I actually kinda wish that Funerals were a built in part of the Lorekeeper’s responsibilities. I guess it’s kind there with the tales of the Legion, but I love the idea of having something more specific for the dead Legionnaires themselves.

1 Like

It’s a Forged in the Dark game which I think means it’s WAI. When the camera is on the players they benefit from the full range of Forged in the Dark defensive mechanics. On a good primary mission where no one ultimately dies, I still manage to hand out 4-6 100% lethal consequences on the way there. “Your experimental bolo works! Unfortunately, Ache the Infamous Heartless collapses on you, you are no longer a human, you are a red paste. Rank 4 harm.” “The Black Oak Knights fall for your oil trap and are now on fire, but they also manage to lethally shoot you.” “You have fallen off the cliffside and have enough time for a short prayer before you die.” Then I get to watch my players pull themselves out of death with all of the resources that a Forged in the Dark game has: flashbacks, armor & shield, special armors, resist rolls. The flipside of this, is that characters on Primary Missions typically end up more damaged and more stressed than their secondary mission compatriots which helps balance things out.

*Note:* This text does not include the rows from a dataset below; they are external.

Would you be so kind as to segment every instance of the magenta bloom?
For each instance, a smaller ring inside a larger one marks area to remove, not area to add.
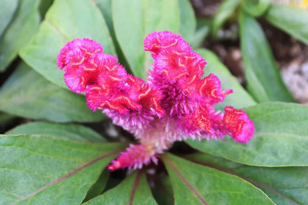
[[[143,44],[153,59],[147,83],[128,74],[115,57],[103,53],[102,46],[88,39],[68,42],[58,55],[68,88],[85,92],[90,109],[103,109],[138,140],[109,170],[157,163],[158,154],[176,141],[229,135],[245,143],[252,138],[254,123],[244,111],[232,106],[224,113],[215,111],[214,106],[233,91],[222,89],[214,74],[203,77],[206,62],[180,35],[154,32]]]

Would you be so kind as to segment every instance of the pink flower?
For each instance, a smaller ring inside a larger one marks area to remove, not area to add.
[[[158,154],[176,141],[226,135],[243,143],[251,139],[254,123],[244,111],[231,106],[224,113],[215,111],[214,106],[233,91],[223,90],[213,73],[203,78],[206,62],[180,35],[154,32],[143,43],[153,59],[148,83],[127,74],[118,59],[103,53],[93,40],[75,39],[58,55],[69,88],[85,92],[90,109],[103,109],[139,141],[113,160],[109,170],[157,163]]]

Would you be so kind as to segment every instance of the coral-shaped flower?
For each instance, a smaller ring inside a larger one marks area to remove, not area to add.
[[[144,50],[153,59],[148,82],[128,74],[114,56],[103,53],[98,43],[88,39],[68,42],[58,55],[65,81],[72,91],[85,92],[87,104],[98,108],[134,135],[139,144],[131,144],[108,166],[109,170],[141,169],[176,141],[224,139],[247,142],[254,123],[243,110],[214,106],[232,89],[223,90],[217,76],[203,77],[205,60],[180,35],[169,31],[150,33]]]

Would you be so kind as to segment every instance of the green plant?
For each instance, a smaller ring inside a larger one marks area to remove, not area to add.
[[[7,16],[0,18],[0,70],[17,55],[22,59],[10,66],[9,71],[15,70],[0,88],[0,122],[35,121],[0,136],[0,204],[308,203],[308,108],[295,103],[255,19],[264,18],[307,43],[308,12],[266,1],[226,0],[211,27],[197,29],[188,0],[52,2],[0,3]],[[234,90],[216,108],[244,110],[255,124],[252,140],[189,139],[161,155],[158,166],[110,174],[105,167],[128,143],[88,127],[106,116],[68,89],[56,64],[61,48],[75,38],[92,39],[127,72],[146,79],[152,60],[142,42],[149,33],[170,30],[197,47],[209,31],[217,36],[234,15],[247,91],[213,52],[196,52],[207,62],[204,76],[214,73],[222,88]],[[127,177],[119,181],[122,175]]]

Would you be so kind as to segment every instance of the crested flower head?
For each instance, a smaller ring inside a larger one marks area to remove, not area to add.
[[[90,109],[103,109],[139,141],[109,170],[157,163],[158,154],[176,141],[223,139],[226,135],[243,143],[251,139],[254,123],[244,111],[232,106],[215,111],[214,106],[233,91],[223,89],[215,74],[203,76],[206,62],[180,35],[154,32],[143,44],[153,60],[148,82],[128,74],[116,57],[88,39],[67,43],[58,55],[68,87],[85,92]]]

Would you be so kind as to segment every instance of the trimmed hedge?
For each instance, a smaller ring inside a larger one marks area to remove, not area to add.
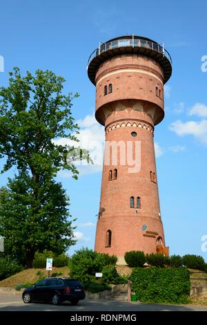
[[[188,302],[190,272],[185,268],[136,268],[130,279],[132,289],[141,302]]]
[[[206,270],[205,261],[201,256],[188,254],[183,257],[183,263],[186,268]]]
[[[117,273],[117,269],[113,265],[104,266],[101,272],[103,274],[101,279],[101,282],[104,282],[106,284],[126,284],[127,281],[126,278],[121,277],[121,275]]]
[[[146,262],[144,252],[139,250],[126,252],[124,254],[124,259],[130,268],[141,267]]]
[[[172,255],[169,258],[170,266],[172,268],[180,268],[183,265],[183,259],[179,255]]]
[[[146,261],[151,266],[164,268],[165,265],[169,264],[169,259],[163,254],[147,254]]]
[[[33,260],[32,267],[34,268],[46,268],[46,259],[52,259],[53,266],[61,268],[62,266],[67,266],[69,263],[69,257],[66,254],[62,253],[60,255],[56,255],[50,250],[45,250],[42,253],[36,252]]]
[[[70,261],[70,276],[83,283],[94,281],[95,272],[101,272],[106,265],[115,265],[117,261],[115,255],[110,256],[82,248],[77,250]]]
[[[92,281],[83,284],[86,290],[92,293],[101,292],[105,290],[110,290],[111,288],[106,284],[98,281]]]

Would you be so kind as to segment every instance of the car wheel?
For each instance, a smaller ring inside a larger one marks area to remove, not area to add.
[[[59,296],[57,295],[57,293],[55,293],[53,295],[52,298],[52,302],[53,305],[59,305],[60,303],[60,299]]]
[[[25,293],[23,296],[23,301],[25,304],[30,304],[32,301],[31,295],[28,292]]]

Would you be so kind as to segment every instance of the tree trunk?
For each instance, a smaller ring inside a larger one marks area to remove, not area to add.
[[[34,252],[32,250],[30,250],[27,252],[26,268],[32,268],[32,262],[34,257]]]

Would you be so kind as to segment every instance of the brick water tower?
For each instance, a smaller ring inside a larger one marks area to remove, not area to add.
[[[105,127],[107,144],[95,249],[117,255],[119,264],[125,263],[127,251],[168,252],[159,207],[153,135],[155,125],[164,117],[164,84],[171,73],[170,55],[164,45],[135,35],[100,43],[88,60],[88,77],[96,86],[95,117]],[[135,142],[140,144],[139,152]],[[132,144],[135,160],[136,155],[139,159],[135,172],[121,157],[128,143]],[[115,150],[115,164],[112,159]]]

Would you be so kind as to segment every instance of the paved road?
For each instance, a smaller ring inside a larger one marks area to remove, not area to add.
[[[21,296],[0,295],[0,311],[19,310],[63,310],[63,311],[207,311],[206,306],[177,306],[158,304],[141,304],[138,302],[122,302],[108,300],[92,300],[86,299],[76,306],[69,302],[61,306],[46,304],[24,304]]]

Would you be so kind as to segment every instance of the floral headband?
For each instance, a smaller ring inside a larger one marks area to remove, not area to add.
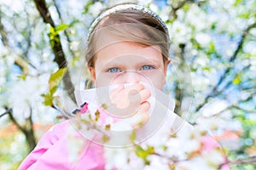
[[[143,6],[137,5],[137,4],[119,4],[117,6],[114,6],[107,11],[103,12],[97,18],[95,19],[95,20],[92,22],[90,25],[90,27],[89,28],[89,32],[88,32],[88,41],[90,40],[90,37],[96,27],[96,26],[104,19],[105,17],[114,14],[118,11],[121,10],[125,10],[125,9],[131,9],[131,10],[137,10],[137,11],[141,11],[143,14],[150,15],[153,19],[154,19],[165,30],[165,33],[167,35],[167,39],[169,39],[169,33],[168,33],[168,29],[165,24],[165,22],[162,20],[162,19],[155,14],[154,11],[152,11],[149,8],[147,8]]]

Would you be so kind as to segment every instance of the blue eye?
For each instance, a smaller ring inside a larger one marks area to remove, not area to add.
[[[154,67],[152,65],[143,65],[141,68],[142,71],[148,71],[148,70],[152,70],[152,69],[154,69]]]
[[[115,73],[115,72],[121,72],[120,69],[113,67],[110,68],[107,71],[108,72]]]

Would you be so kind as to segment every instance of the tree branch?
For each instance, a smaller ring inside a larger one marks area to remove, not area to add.
[[[0,8],[0,35],[1,35],[1,40],[3,42],[3,44],[7,47],[8,46],[8,39],[7,39],[7,33],[4,31],[3,24],[2,22],[2,11]]]
[[[45,0],[34,0],[36,7],[40,13],[44,21],[49,24],[52,27],[55,27],[55,25],[51,18]]]
[[[235,62],[235,60],[237,58],[238,53],[242,48],[246,37],[247,36],[250,30],[254,27],[256,27],[256,23],[253,23],[253,24],[248,26],[248,27],[243,31],[241,40],[238,42],[238,46],[228,62],[230,62],[230,63]],[[222,73],[222,75],[220,76],[220,77],[218,81],[218,83],[214,86],[214,88],[212,89],[212,91],[205,98],[204,101],[196,107],[195,112],[199,111],[205,105],[205,104],[207,104],[208,102],[208,100],[210,99],[211,97],[216,95],[216,94],[218,92],[218,88],[219,85],[224,81],[224,79],[226,78],[226,76],[231,71],[232,68],[233,67],[228,67],[224,71],[224,72]]]
[[[62,18],[62,16],[61,16],[61,11],[60,11],[60,8],[59,8],[59,7],[58,7],[58,4],[56,3],[56,1],[55,1],[55,0],[53,0],[53,2],[54,2],[55,7],[55,8],[56,8],[57,14],[58,14],[58,15],[59,15],[59,18],[60,18],[61,23],[64,23],[63,18]],[[64,30],[64,34],[65,34],[65,36],[66,36],[66,37],[67,37],[67,42],[70,43],[70,42],[71,42],[71,40],[70,40],[69,36],[68,36],[68,34],[67,34],[67,31],[66,30]],[[68,49],[69,49],[69,52],[72,54],[72,55],[73,55],[73,56],[75,56],[75,54],[74,54],[74,53],[73,52],[73,50],[71,49],[69,44],[68,44]]]
[[[10,112],[11,110],[12,110],[11,109],[6,110],[6,111],[4,111],[3,113],[2,113],[2,114],[0,115],[0,118],[3,117],[3,116],[5,116],[5,115],[8,115],[9,112]]]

Thank you, please steal it!

We’ve done a bunch of funerals as the early back-at-camp scenes. Came up with a bunch of good rituals. In one of our legions, you are only discharged when you die; everyone who retires is just put on detached duty. The subtext is the discharging on death helps keep them rising from the dead to continue fulfilling their oath of service. Almost certainly just superstition. When bodies are unrecoverable, we treat one of their treasured personal belongings as a proxy.

I will echo the sentiment that you need to narrate, at least a little bit what happens on a secondary mission. Even if you do it over email between sessions it’s worth the effort. Our last secondary mission involved Shreya fighting Blighter in order to secure the body of a dead chosen so Blighter couldn’t make a new lieutenant out of it. I really assumed it was going to be the primary mission, but the players went a different way. With so much on the line, I was prepared to be extra cruel on a secondary failure and throw some damage on Shreya as well, but they actually rolled a crit and dealt Blighter a serious defeat. Over email we detailed exactly how when things looked dire, a brave rookie ran into the fray to save Shreya with some well timed grenades which earned him the free promotion you get from a crit secondary. I find players really enjoy the narrative freedom of occasionally just saying what cool shit happens once the dice have already been rolled and the type of outcome is known.

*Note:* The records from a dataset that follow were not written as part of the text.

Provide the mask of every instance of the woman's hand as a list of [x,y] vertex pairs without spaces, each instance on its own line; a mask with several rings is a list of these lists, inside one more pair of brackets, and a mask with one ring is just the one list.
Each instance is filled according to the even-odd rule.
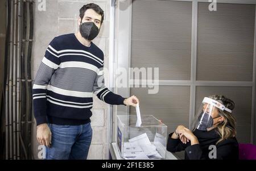
[[191,141],[191,145],[199,144],[196,136],[193,134],[193,132],[187,128],[184,128],[183,130],[181,131],[180,137],[184,136],[186,139]]
[[188,142],[188,140],[184,136],[180,136],[181,131],[184,130],[185,127],[184,126],[179,126],[176,129],[175,132],[172,134],[171,138],[177,139],[180,139],[180,141],[184,144],[187,144],[187,142]]

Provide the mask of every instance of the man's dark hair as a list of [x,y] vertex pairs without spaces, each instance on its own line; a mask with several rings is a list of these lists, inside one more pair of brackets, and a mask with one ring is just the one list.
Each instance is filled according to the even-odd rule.
[[80,14],[79,16],[80,16],[81,19],[82,19],[84,16],[84,12],[85,12],[85,11],[88,9],[93,9],[97,13],[101,15],[101,24],[104,19],[104,11],[98,5],[93,3],[85,5],[80,9]]

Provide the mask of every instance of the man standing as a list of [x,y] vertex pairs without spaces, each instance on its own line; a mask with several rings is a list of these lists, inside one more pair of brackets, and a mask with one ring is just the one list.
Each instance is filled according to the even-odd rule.
[[135,96],[115,94],[104,86],[104,53],[91,41],[104,13],[97,5],[80,10],[80,31],[49,43],[33,86],[37,139],[46,159],[86,159],[91,143],[93,93],[110,105],[136,106]]

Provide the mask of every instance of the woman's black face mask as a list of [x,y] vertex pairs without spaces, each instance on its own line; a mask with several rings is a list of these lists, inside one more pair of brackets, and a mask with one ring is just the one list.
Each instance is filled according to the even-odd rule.
[[202,112],[198,118],[199,124],[197,126],[197,130],[207,131],[207,128],[211,128],[214,124],[216,124],[218,123],[217,122],[213,124],[213,119],[219,116],[220,115],[213,118],[212,116],[209,115],[208,113]]
[[100,30],[94,22],[81,22],[80,31],[82,36],[88,40],[92,40],[98,35]]

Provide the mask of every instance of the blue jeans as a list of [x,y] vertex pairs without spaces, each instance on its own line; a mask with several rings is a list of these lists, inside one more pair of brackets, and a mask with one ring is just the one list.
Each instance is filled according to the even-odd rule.
[[48,124],[52,144],[46,147],[47,160],[85,160],[92,141],[90,123],[79,126]]

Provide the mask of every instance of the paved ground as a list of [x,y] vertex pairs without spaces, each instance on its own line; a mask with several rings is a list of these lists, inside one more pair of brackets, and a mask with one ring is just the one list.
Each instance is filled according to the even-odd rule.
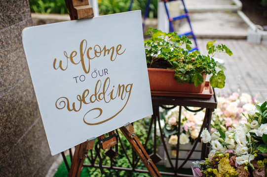
[[[216,89],[217,93],[239,91],[247,92],[254,96],[259,92],[260,101],[267,100],[266,79],[267,45],[247,42],[246,39],[249,27],[244,18],[237,13],[242,6],[240,1],[238,0],[186,0],[185,1],[190,10],[190,19],[200,52],[205,54],[207,42],[215,39],[216,43],[225,44],[233,52],[233,55],[231,57],[224,54],[218,54],[216,56],[224,60],[228,68],[225,72],[226,86],[223,89]],[[181,7],[183,6],[180,4],[180,8]],[[209,7],[218,7],[220,10],[214,11],[214,8],[209,9]],[[232,10],[229,11],[230,9]],[[189,26],[185,19],[179,22],[176,23],[175,26],[175,30],[178,33],[189,30]]]
[[[206,44],[209,41],[211,40],[198,40],[201,53],[206,53]],[[216,56],[225,60],[227,68],[225,87],[217,89],[217,94],[239,91],[254,96],[259,92],[258,100],[267,100],[267,47],[250,44],[246,40],[218,39],[216,43],[226,45],[233,53],[230,57],[224,54]]]

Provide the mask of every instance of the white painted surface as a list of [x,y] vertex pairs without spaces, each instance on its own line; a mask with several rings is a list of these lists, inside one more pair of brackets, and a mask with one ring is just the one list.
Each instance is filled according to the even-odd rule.
[[[52,155],[152,114],[141,11],[27,28],[22,38]],[[93,58],[94,47],[99,51],[98,46],[102,50],[104,46],[106,49],[114,47],[112,57],[111,51],[105,56],[102,52],[100,57],[88,59],[87,51]],[[65,56],[70,58],[73,52],[73,62],[77,64]],[[80,61],[82,55],[85,69]],[[55,69],[60,61],[65,70]],[[95,70],[103,76],[98,74],[94,78]],[[105,81],[108,82],[105,87]],[[119,85],[125,86],[121,88],[119,96],[115,95]],[[83,93],[86,103],[93,95],[92,102],[78,101]],[[112,94],[114,99],[110,100]],[[94,94],[98,100],[92,103]],[[65,105],[67,99],[70,111]],[[77,111],[71,111],[74,102]],[[101,110],[102,114],[94,118]]]

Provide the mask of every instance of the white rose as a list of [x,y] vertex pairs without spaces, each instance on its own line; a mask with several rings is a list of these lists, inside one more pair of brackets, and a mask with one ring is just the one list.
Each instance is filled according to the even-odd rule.
[[252,154],[243,155],[241,156],[235,158],[235,160],[238,165],[242,165],[246,162],[250,162],[251,160],[254,159],[254,156]]
[[220,138],[220,133],[218,132],[213,132],[211,134],[211,140],[218,140],[219,138]]
[[246,131],[242,126],[238,126],[235,130],[234,140],[246,138]]
[[205,129],[202,131],[200,137],[202,137],[203,142],[204,143],[208,143],[211,139],[211,136],[210,136],[210,133],[208,130],[207,130],[207,128],[205,128]]
[[180,144],[181,145],[185,145],[189,143],[190,140],[189,139],[188,135],[186,135],[184,133],[182,133],[180,135]]
[[252,129],[257,129],[259,127],[259,122],[257,120],[253,120],[250,123],[250,127]]
[[177,124],[177,119],[174,116],[173,116],[170,118],[169,118],[169,119],[168,120],[168,124],[169,124],[169,125],[176,125]]
[[226,102],[226,100],[225,97],[218,97],[217,98],[217,103],[218,106],[217,108],[220,108],[223,104],[224,104]]
[[178,142],[178,137],[177,135],[172,135],[169,139],[169,144],[175,146],[177,144]]
[[234,116],[238,112],[237,105],[238,103],[236,102],[230,102],[226,108],[225,114],[227,117]]
[[190,134],[191,135],[191,138],[194,140],[196,139],[197,137],[198,137],[198,135],[199,134],[199,130],[197,129],[194,129],[191,132],[191,133]]
[[246,138],[240,138],[235,140],[235,142],[237,143],[237,145],[241,147],[246,147],[247,144],[248,143]]
[[243,93],[239,97],[239,100],[242,103],[250,103],[251,102],[252,98],[249,94]]
[[208,157],[211,157],[212,156],[214,155],[215,152],[216,152],[216,151],[215,150],[211,149],[210,153],[209,153],[209,155],[208,155]]
[[225,136],[226,138],[232,139],[233,138],[232,133],[231,133],[228,131],[225,132]]
[[227,146],[227,148],[229,149],[234,149],[235,147],[234,144],[234,140],[229,138],[226,138],[225,141],[225,143],[230,144],[230,145]]
[[256,135],[261,137],[264,134],[267,134],[267,123],[261,124],[256,132]]
[[243,105],[242,108],[247,112],[254,111],[255,110],[255,106],[251,103],[246,103]]
[[216,151],[221,151],[223,149],[223,146],[221,145],[221,143],[218,140],[212,141],[211,143],[211,148],[215,150]]
[[248,150],[249,148],[247,147],[237,145],[235,148],[235,152],[237,154],[248,154]]

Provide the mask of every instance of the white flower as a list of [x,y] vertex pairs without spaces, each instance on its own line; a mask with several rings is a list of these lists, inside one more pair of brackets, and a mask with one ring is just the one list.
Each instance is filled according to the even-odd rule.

A lot of this is solved by acknowledging something that maybe isn’t as explicit in the book as it could be; the core rules are made so that the players can assess the risks before making the call. Make sure they make that assessment before deciding if and how to take a secondary mission. That way, you’re all on the same page before the dice roll. If they feel like the coll encompasses too many events that they would rather resolve one-by-one, maybe this mission should be a primary rather than a secondary. Then on top of that, as you say, narration is key for things to matter. If you feel you’re cutting it short, try to find a way to give it the time it needs, or consider leaving it out alltogether.

“before deciding if and how to take a secondary mission”

Unfortunately, this isn’t possible, because you don’t have the choice of how many missions you undertake or leave out.

The Commander is presented with a set of 3 (sometimes 2) missions. He has to take one as a primary and one as a secondary. If there is a third, he has to leave it out (except if the optional rule of “mission creep” is used. See page 439. This will bring even more risks to the Legion, in addition to the risks of the third mission itself which are the same as the second mission).

But the Commander cannot take just the most interesting one as a primary and leave both others out. He has to do at least two, except where indicated (arrival at Fort Calisco for example).

If you want to follow the rules you have to acknowledge what Stras said, accept the death spiral and do as much as you can to give yourself the best possible chances on the secondary, with the right resources allotment.